Painted pottery of ancient Greece was used for fetching, storing, pouring and consuming either water, wine or oil in domestic, funerary or ceremonial settings. In addition to its functionality, Greek pottery is noteworthy for the balance achieved between the shape of the vessel and the application of decoration. However, neither potter nor painter signed his works.
A pottery made of clay with a high iron content giving its characteristic reddish-brown color, Attic pottery was first decorated in black-figure and later red-figure technique. Red Attic ware is characterized by naturalistic decoration, aided by the rise of a technique that could more naturally trace the details of the human body as well garements.

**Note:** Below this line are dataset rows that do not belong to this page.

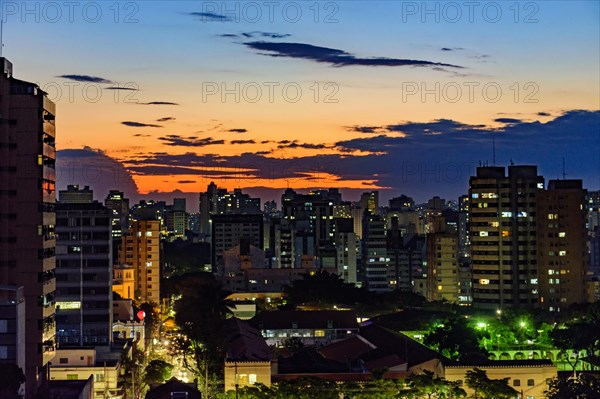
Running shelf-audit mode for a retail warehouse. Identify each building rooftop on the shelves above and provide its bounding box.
[250,310,358,330]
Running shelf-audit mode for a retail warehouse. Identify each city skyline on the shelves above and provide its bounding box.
[2,2,600,209]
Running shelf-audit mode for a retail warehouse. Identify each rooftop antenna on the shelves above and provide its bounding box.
[0,16,4,57]
[492,135,496,166]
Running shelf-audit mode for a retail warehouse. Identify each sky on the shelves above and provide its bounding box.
[0,1,600,210]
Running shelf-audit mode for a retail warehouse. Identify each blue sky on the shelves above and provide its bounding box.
[1,1,600,206]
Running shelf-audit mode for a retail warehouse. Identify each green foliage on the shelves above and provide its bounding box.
[173,273,233,397]
[424,317,486,360]
[143,359,173,385]
[406,370,467,399]
[0,363,25,399]
[218,378,466,399]
[281,337,304,353]
[550,312,600,370]
[285,270,361,307]
[465,368,518,399]
[545,374,600,399]
[285,271,426,315]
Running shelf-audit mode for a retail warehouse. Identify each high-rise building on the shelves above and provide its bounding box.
[458,195,471,264]
[56,200,113,346]
[211,214,264,275]
[586,191,600,278]
[104,190,129,264]
[389,194,415,212]
[200,182,261,239]
[362,212,390,292]
[115,220,160,303]
[165,198,189,240]
[334,218,358,284]
[0,58,56,399]
[427,232,460,303]
[537,180,588,311]
[360,191,379,215]
[104,190,129,241]
[469,165,544,309]
[58,184,94,204]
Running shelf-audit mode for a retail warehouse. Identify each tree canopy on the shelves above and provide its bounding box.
[465,368,518,399]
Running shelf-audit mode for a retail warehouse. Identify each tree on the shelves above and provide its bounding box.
[285,270,361,307]
[550,320,600,376]
[143,359,173,385]
[406,370,467,399]
[545,374,600,399]
[0,363,25,399]
[173,273,233,397]
[424,317,486,360]
[465,368,519,399]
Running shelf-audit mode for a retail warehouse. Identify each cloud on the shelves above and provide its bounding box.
[219,31,292,39]
[229,140,256,144]
[113,110,600,205]
[158,134,225,147]
[138,101,179,105]
[56,147,138,201]
[121,121,162,127]
[494,118,523,124]
[104,86,139,91]
[277,140,332,150]
[189,12,231,22]
[346,125,382,133]
[57,75,112,83]
[243,41,463,68]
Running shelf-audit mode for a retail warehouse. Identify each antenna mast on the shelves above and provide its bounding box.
[492,135,496,166]
[0,16,4,57]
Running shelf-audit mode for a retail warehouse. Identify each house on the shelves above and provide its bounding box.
[50,341,132,399]
[444,359,557,399]
[225,317,277,392]
[250,310,358,346]
[48,375,94,399]
[145,377,202,399]
[273,324,448,381]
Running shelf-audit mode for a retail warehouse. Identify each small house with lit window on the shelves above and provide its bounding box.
[250,310,358,346]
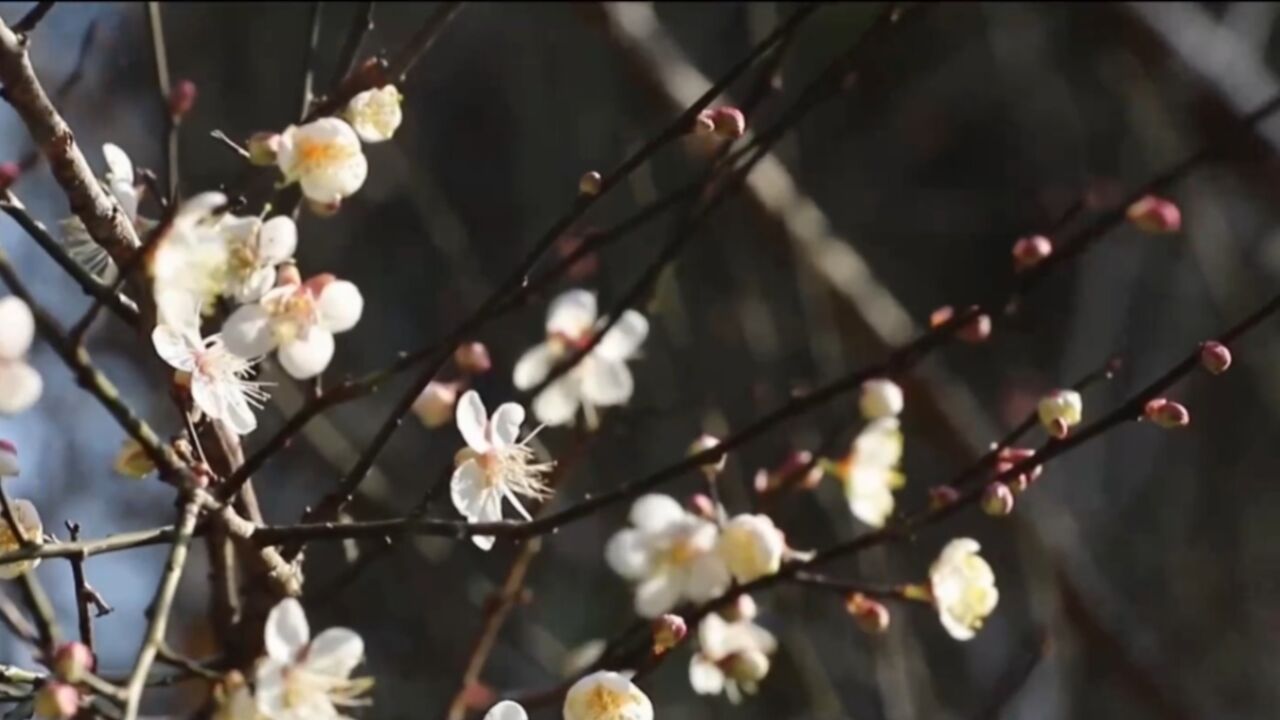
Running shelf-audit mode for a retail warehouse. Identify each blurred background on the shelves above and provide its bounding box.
[0,3,1280,720]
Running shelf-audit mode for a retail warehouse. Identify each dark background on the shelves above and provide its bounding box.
[0,3,1280,720]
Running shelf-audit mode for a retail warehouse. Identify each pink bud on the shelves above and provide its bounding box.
[413,380,458,428]
[54,642,93,683]
[169,79,198,119]
[0,439,22,478]
[0,163,22,192]
[1201,340,1231,375]
[1125,195,1183,234]
[982,482,1014,518]
[1143,397,1192,429]
[453,342,493,375]
[845,592,890,635]
[653,614,689,655]
[35,680,79,717]
[577,170,604,196]
[1014,234,1053,270]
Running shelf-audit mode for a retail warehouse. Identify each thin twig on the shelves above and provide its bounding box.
[124,491,201,720]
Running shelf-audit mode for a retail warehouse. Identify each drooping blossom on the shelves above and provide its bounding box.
[449,389,552,550]
[837,418,906,528]
[0,498,45,580]
[689,596,778,705]
[564,670,653,720]
[484,700,529,720]
[58,142,156,284]
[151,312,269,436]
[513,290,649,425]
[342,85,404,143]
[929,538,1000,641]
[0,296,45,415]
[604,495,731,618]
[223,274,365,380]
[717,514,787,584]
[255,597,374,720]
[275,118,369,205]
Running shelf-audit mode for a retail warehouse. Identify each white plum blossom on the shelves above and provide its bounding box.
[0,296,45,415]
[342,85,404,143]
[151,313,269,436]
[604,495,731,618]
[449,389,552,550]
[59,142,156,284]
[513,290,649,427]
[221,274,365,380]
[275,118,369,205]
[929,538,1000,641]
[689,596,778,705]
[484,700,529,720]
[0,498,45,580]
[0,438,22,478]
[838,418,906,528]
[255,597,372,720]
[717,514,787,583]
[564,670,653,720]
[215,215,298,304]
[858,378,904,420]
[151,192,238,325]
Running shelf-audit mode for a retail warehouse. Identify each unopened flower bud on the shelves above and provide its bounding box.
[1201,340,1231,375]
[0,163,22,192]
[577,170,604,196]
[413,380,458,428]
[982,482,1014,518]
[845,592,890,635]
[1125,195,1183,234]
[653,614,689,655]
[929,486,960,510]
[246,132,280,167]
[1036,389,1084,438]
[858,378,905,420]
[111,438,156,480]
[956,313,991,345]
[1014,234,1053,270]
[169,79,198,119]
[453,342,493,375]
[0,439,22,478]
[689,433,728,478]
[33,680,79,719]
[1143,397,1192,429]
[54,642,93,683]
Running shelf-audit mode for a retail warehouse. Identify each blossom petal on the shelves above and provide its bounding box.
[316,281,365,333]
[454,389,489,452]
[279,328,333,380]
[262,597,311,662]
[547,290,596,338]
[305,628,365,678]
[257,215,298,265]
[221,304,275,360]
[511,342,557,389]
[635,573,681,618]
[151,325,196,373]
[627,493,687,533]
[534,373,580,427]
[102,142,133,184]
[582,355,635,407]
[484,700,529,720]
[595,310,649,360]
[0,360,45,415]
[489,402,525,447]
[0,295,36,360]
[604,528,653,580]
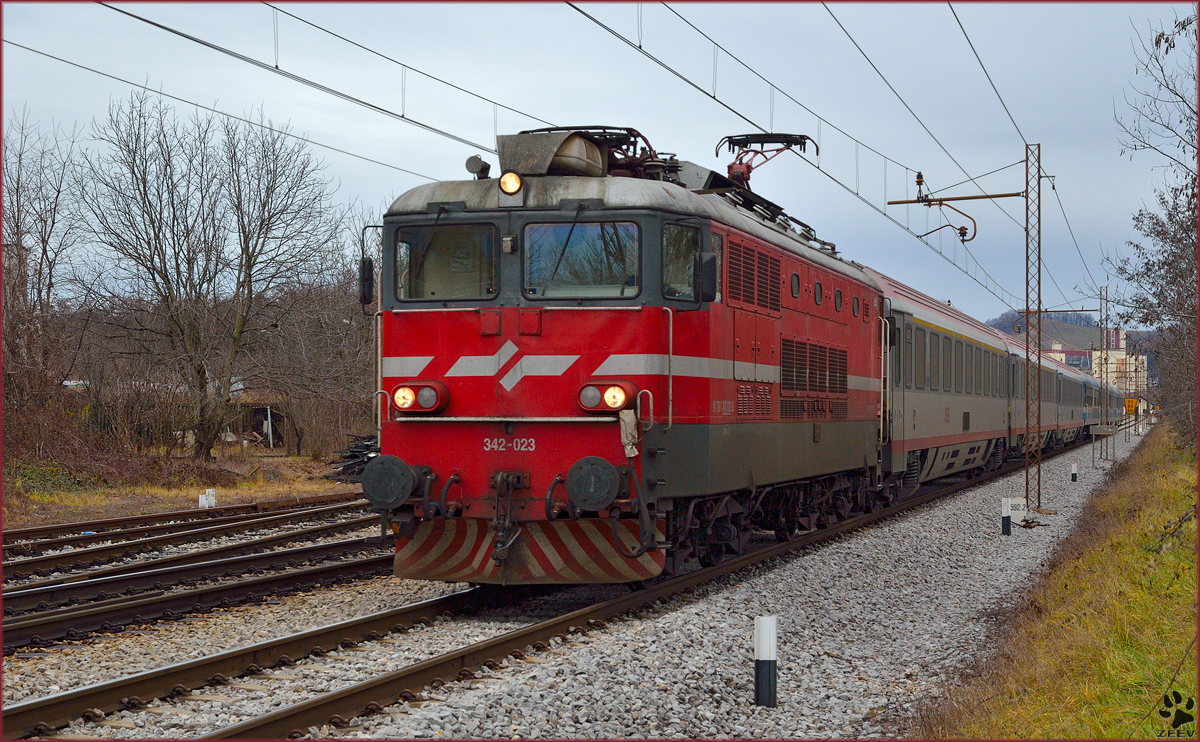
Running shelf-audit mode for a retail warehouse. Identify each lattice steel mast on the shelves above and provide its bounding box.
[1025,144,1042,511]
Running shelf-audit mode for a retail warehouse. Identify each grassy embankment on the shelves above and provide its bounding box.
[4,451,358,528]
[913,425,1196,738]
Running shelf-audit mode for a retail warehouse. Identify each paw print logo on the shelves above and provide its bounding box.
[1158,690,1196,729]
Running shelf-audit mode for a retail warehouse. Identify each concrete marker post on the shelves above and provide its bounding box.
[754,616,779,708]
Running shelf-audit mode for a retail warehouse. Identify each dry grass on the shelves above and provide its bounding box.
[4,454,354,528]
[912,426,1196,738]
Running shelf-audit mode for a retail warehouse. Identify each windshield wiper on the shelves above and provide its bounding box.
[412,207,450,282]
[546,201,587,283]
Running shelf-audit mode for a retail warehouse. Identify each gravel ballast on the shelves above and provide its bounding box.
[14,436,1140,738]
[338,436,1141,738]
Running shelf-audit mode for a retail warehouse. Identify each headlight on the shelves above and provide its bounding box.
[604,387,625,409]
[580,387,600,407]
[500,170,524,196]
[391,387,416,409]
[416,387,438,409]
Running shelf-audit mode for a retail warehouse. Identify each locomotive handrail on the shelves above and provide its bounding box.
[541,306,644,312]
[374,384,391,429]
[390,415,617,423]
[634,389,654,430]
[662,306,674,432]
[880,315,892,445]
[388,306,475,315]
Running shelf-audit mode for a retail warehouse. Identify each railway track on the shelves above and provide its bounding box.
[5,441,1087,738]
[4,553,392,652]
[5,501,376,578]
[2,515,379,600]
[4,530,379,617]
[2,491,362,542]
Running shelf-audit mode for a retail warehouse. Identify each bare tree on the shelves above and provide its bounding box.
[80,92,340,459]
[240,208,378,456]
[1108,16,1198,448]
[2,110,83,406]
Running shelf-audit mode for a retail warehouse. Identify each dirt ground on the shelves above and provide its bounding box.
[2,455,360,529]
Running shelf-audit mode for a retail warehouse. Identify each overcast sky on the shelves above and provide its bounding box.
[2,2,1194,319]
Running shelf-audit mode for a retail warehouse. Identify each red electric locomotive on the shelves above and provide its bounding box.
[362,127,1123,584]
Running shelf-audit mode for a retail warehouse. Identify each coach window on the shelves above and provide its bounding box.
[662,225,700,301]
[961,342,974,394]
[904,322,912,389]
[976,348,983,394]
[942,335,954,391]
[396,225,498,300]
[954,340,962,391]
[929,333,942,391]
[912,328,925,389]
[524,222,641,299]
[708,234,725,301]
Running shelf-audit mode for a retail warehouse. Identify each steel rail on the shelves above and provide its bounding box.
[4,588,480,738]
[4,538,367,616]
[4,502,365,576]
[200,432,1099,740]
[4,501,368,557]
[4,438,1090,738]
[4,553,394,652]
[4,515,379,600]
[2,492,362,545]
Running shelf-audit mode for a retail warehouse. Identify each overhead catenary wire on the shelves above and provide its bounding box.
[652,2,1027,309]
[657,2,918,172]
[929,160,1025,196]
[946,2,1099,291]
[946,2,1030,145]
[821,2,1086,304]
[263,2,556,126]
[4,38,440,182]
[98,2,496,155]
[566,0,1018,309]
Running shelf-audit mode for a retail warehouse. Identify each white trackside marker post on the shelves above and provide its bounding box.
[754,616,778,708]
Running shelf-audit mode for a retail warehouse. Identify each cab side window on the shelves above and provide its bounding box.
[662,225,700,301]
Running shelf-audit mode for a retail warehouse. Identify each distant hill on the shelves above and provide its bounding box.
[984,310,1098,333]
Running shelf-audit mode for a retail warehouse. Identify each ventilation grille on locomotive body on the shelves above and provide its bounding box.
[779,337,850,419]
[725,240,780,306]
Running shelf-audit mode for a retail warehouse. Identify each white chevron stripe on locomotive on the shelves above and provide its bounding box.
[592,353,880,391]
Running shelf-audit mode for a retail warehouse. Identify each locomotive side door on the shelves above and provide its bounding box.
[884,312,912,472]
[730,309,755,382]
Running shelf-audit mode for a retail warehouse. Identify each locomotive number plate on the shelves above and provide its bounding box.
[484,438,538,451]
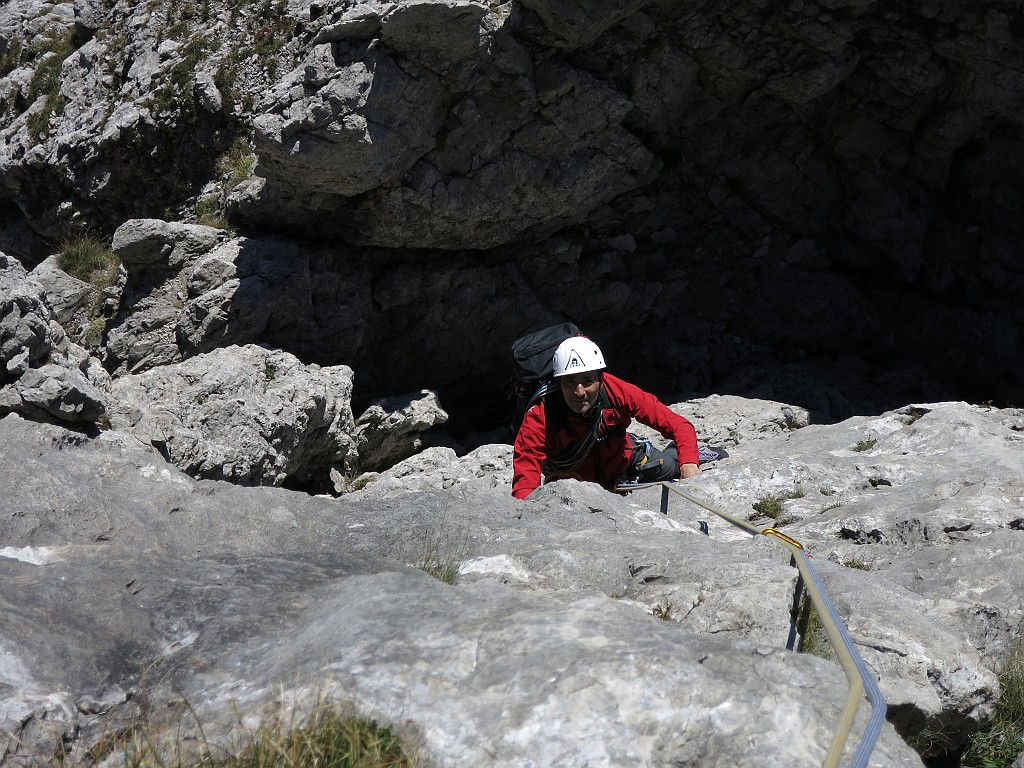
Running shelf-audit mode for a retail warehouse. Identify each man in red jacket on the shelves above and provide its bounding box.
[512,336,700,499]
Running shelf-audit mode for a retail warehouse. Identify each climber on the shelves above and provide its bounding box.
[512,336,700,499]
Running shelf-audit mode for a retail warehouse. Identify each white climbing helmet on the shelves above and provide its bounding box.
[552,336,605,379]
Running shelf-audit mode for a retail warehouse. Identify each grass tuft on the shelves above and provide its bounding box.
[748,485,806,524]
[57,234,121,291]
[118,698,423,768]
[963,643,1024,768]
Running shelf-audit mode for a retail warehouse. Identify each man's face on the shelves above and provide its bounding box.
[558,372,601,416]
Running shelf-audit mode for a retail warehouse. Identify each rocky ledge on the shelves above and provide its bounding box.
[0,396,1024,766]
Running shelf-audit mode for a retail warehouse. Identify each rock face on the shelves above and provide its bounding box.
[0,0,1024,768]
[109,346,355,488]
[0,0,1024,426]
[0,253,106,425]
[0,397,1024,766]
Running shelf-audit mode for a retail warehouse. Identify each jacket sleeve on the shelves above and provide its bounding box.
[605,374,700,464]
[512,402,547,499]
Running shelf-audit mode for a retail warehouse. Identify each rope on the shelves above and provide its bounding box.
[615,481,886,768]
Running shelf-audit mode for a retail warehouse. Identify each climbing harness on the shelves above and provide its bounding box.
[615,481,886,768]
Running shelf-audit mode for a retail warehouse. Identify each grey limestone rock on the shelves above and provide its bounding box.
[0,253,106,429]
[110,346,355,487]
[0,417,921,767]
[104,219,370,375]
[355,390,447,472]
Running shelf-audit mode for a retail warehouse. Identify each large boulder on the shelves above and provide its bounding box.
[110,346,355,489]
[0,417,922,768]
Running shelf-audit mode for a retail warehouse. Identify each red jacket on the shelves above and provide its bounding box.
[512,374,699,499]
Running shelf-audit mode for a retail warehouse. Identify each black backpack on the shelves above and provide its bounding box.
[512,323,581,432]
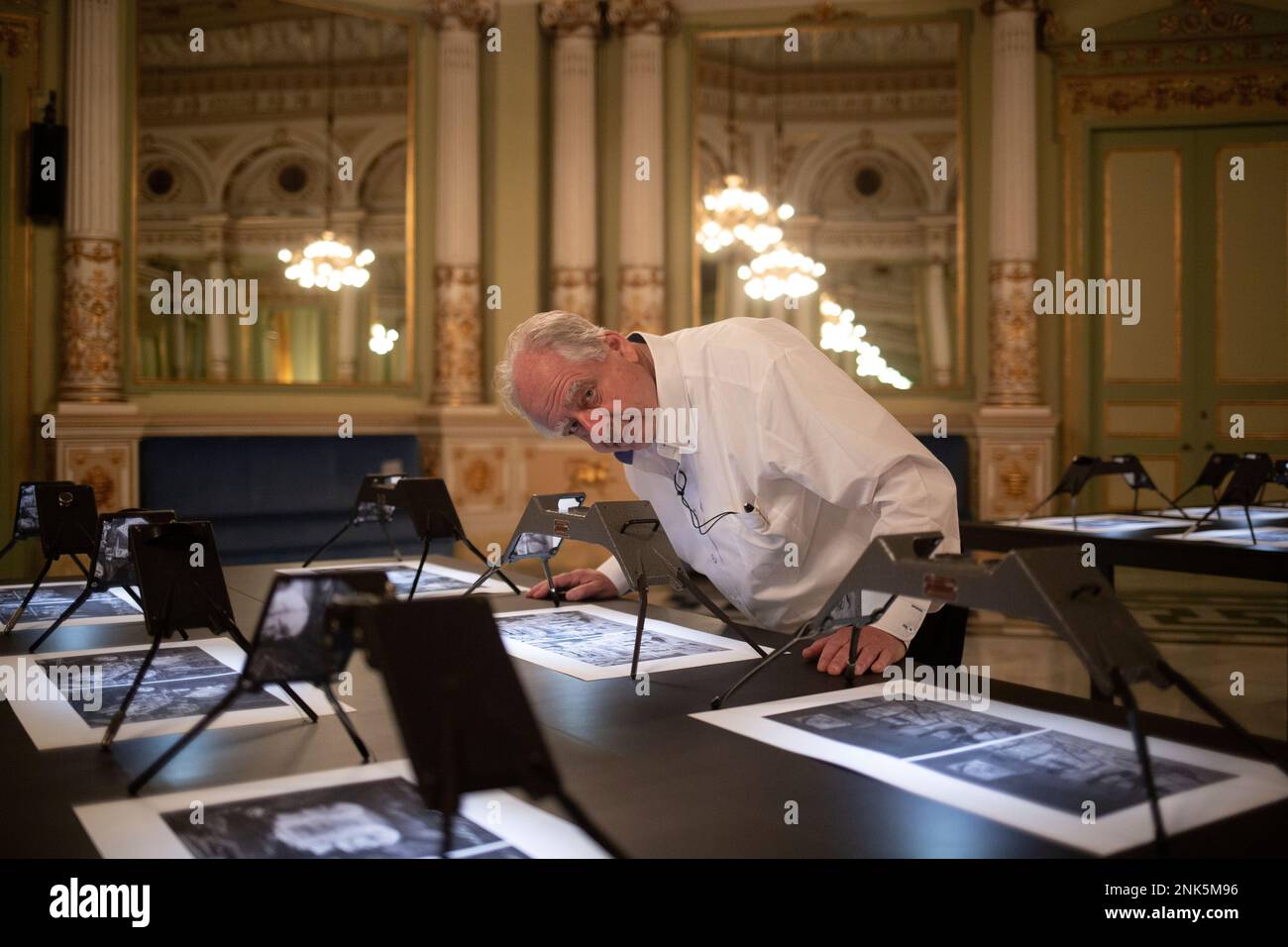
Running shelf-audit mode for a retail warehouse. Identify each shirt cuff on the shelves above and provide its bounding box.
[597,556,631,595]
[872,595,931,646]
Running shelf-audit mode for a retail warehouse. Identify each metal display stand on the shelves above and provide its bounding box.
[27,509,174,655]
[4,480,98,634]
[713,533,1288,850]
[465,493,768,681]
[130,570,389,796]
[1020,454,1189,530]
[337,598,626,858]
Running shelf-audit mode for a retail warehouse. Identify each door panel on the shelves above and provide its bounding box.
[1087,125,1288,509]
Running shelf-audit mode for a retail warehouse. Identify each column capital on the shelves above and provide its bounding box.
[425,0,499,31]
[979,0,1042,17]
[608,0,680,36]
[541,0,601,36]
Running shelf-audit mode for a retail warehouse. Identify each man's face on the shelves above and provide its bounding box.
[514,333,658,454]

The Everson's Red-Figure Neck-Amphora was produced in one of Greece's outlying Mediterranean colonies, the Lucanian region of southern Italy. The shape of the vessel yields two broad areas for decoration, attributed to the Arno Painter. On one side, two youths are shown conversing with two women. The four figures stand around a washbasin, on which one youth is leaning. Both youths, although naked, carry chlamydes (short mantles) and lances. One woman holds a sash; the other carries a small wooden chest. On the opposite side, a woman holds a sash as two youths carrying spears walk toward her. One of them holds a bronze strigil, a body-scraper used to cleanse the body. Above the figures, two lines of graffiti have been scratched into the surface of the pot. In Doric dialect, the text indicates that the owner of the vase was Damoteles toxetas, or "Damoteles, the archer."
The exact meaning of the scenes is unknown. It has been suggested that the two youths represent the Dioscuri, the mythological hero-athletes Castor and Pollux. Another interpretation holds that the youths are athletes preparing for a contest or ceremony.